Remaja Jadi Pembunuh Sadis Bisa Dipicu Otak yang Dipengaruhi Tontonan-Bacaan

Banyak orang bergidik mendengar kesadisan gadis berusia 15, yang menghabisi bocah berusia 15 tahun dengan cara sangat kejam. Terlebih lagi, si bocah anak pembantunya sekaligus teman main adiknya.


Untuk gadis belia seusia N, pembunuhan yang dia lakukan itu tak hanya sadis tapi juga brutal. Psikolog forensik Reza Indragiri Amriel menilai, aparat kepolisian perlu melakukan pendalaman kejiwaan pelaku.

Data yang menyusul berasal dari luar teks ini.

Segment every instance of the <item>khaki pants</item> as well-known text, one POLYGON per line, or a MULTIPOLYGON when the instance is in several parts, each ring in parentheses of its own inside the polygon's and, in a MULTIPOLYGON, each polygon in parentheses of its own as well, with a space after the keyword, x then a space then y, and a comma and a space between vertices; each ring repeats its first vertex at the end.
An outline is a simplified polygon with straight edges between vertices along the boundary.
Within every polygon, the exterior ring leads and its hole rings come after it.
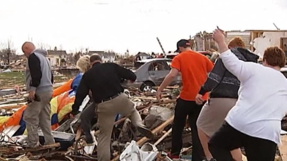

"Kalau bicara tentang kondisi psikologis pelaku, tentu kepolisian harus melakukan penyelidikan tentang itu,” ujar Reza dalam tayangan televisi talkshow Kompas, Minggu (8/3).

“Apa yang bisa kita pahami tentang anak-anak yang sedemikian belia melakukan tindakan yang brutal, seolah tidak cukup bagi yang bersangkutan untuk mencabut nyawa manusia, tapi harus disertai dengan penganiayaan sedemikian rupa,” lanjutnya.

Menurut Reza, tidak bisa masyarakat mengatakan hal ini hanya terkait dengan satu faktor saja. Pasti ada faktor yang majemuk. Faktor dalam yaitu disposisi, dan faktor lingkungan yaitu faktor situasi.

Sejak tahun 60-an sudah ada riset tentang apa yang kita tonton, apa yang kita baca, apa yang kita dengar, bisa mempengaruhi pembentukan perilaku kita. Dengan kata lain, perilaku manusia kemungkinan hasil dari proses peniruan teori belajar sosial, yaitu faktor situasi faktor disposisi.

“Ketika diketahui ada seorang pelaku kejahatan yang amat sangat brutal, amat sangat dingin sekali, boleh jadi ada kemungkinan bahwa ini tidak semata-mata masalah perilaku, tapi ada masalah otak yang seolah-olah dari sononya memang sudah berbeda dengan kebanyakan orang,” terang Kepala Bidang Pemantauan dan Kajian Lembaga Perlindungan Anak Indonesia (LPAI) ini.

Faktor disposisi, faktor genetik, fungsi kerja otak, susunan otak sedemikian rupa, ternyata amat dominan mempengaruhi perilaku manusia. Ia juga melihat, ada empat kondisi yang mewarnai tindakan sadis pelajar SMP tersebut, yakni impulsivity, aggression, manipulativeness dan defiant. Empat kondisi tersebut menjadi tantangan bagi penyidik untuk mengungkap apakah jawaban pelaku adalah benar-benar nyata atau fabrikasi belaka.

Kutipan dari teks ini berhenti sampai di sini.